TK: Yes, indeed, we are struggling to deliver the right products for all markets, both saturated and emerging ones. We are still learning a lot about how to act in certain markets, it's a journey that takes quite a lot of effort.

Imagine what entering a market like Brazil comes with. Each year, Brazil alone moves twice the number of bikes sold in Europe, so imagine you want to conquer this market on the dealer network side.

ae: You are only exporting to Brazil, or you have plans for a manufacturing plant there?
TK: Brazil is a very good example because it is almost like a fairytale. Two years ago, we decided to be really committed to this market. 18 months ago we opened our subsidiary and today we are having full-on sales. Even more, we already manufacture five models locally, plus the entire range available there.

You can go in a KTM shop in Sao Paolo or in Rio, and it looks like the one in Salzburg (an Austrian city, red.). The entire KTM product range is available there, with five models made in our plant in Manaus.

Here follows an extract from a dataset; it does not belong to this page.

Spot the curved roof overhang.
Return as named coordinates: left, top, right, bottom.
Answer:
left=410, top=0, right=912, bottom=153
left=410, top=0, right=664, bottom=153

On the street side, we make there the 200 Duke and 390 Duke, the two main drivers of the business in emerging markets. We also make three off-road models in Brazil, both 2-stroke and 4-stroke bikes.

This scenario was only an illusion three years ago, but now we have both feet on the ground, and we are even winning races with bikes made in Brazil. They are truly "ready to race" as the slogan reads.

[QUOTE]We want to be the best on the track[/QUOTE]

ae: More manufacturers have taken bold steps into the unknown this year. You know, BMW, who started making small-displacement bikes, Ducati making cruisers like the new XDiavel. How does KTM stack up here? Have you ever considered making a bike that's "strange" compared to your traditional products, yet a part of the orange family?
TK: Talking as a KTM guy, the big step is going to MotoGP. The key motivation is to deliver bikes that perform well in the racing world so that we can deliver a bike we can sell, based on the MotoGP RC16. We are going to sell that bike to race teams!

ae: Only for track use, or in street-legal trim as well?
TK: You will never find an RC16 with a number plate. When the bike is ready, whenever will this be, we will only sell it for closed-course riding. Our aim is very high, because we want to offer the best of the best in the closed-course motorcycle racing market.

It is indeed a niche market, but we don't care. We don't intend to try and match street-legal superbikes on the road, so we're not that keen to make something that's not performance-driven.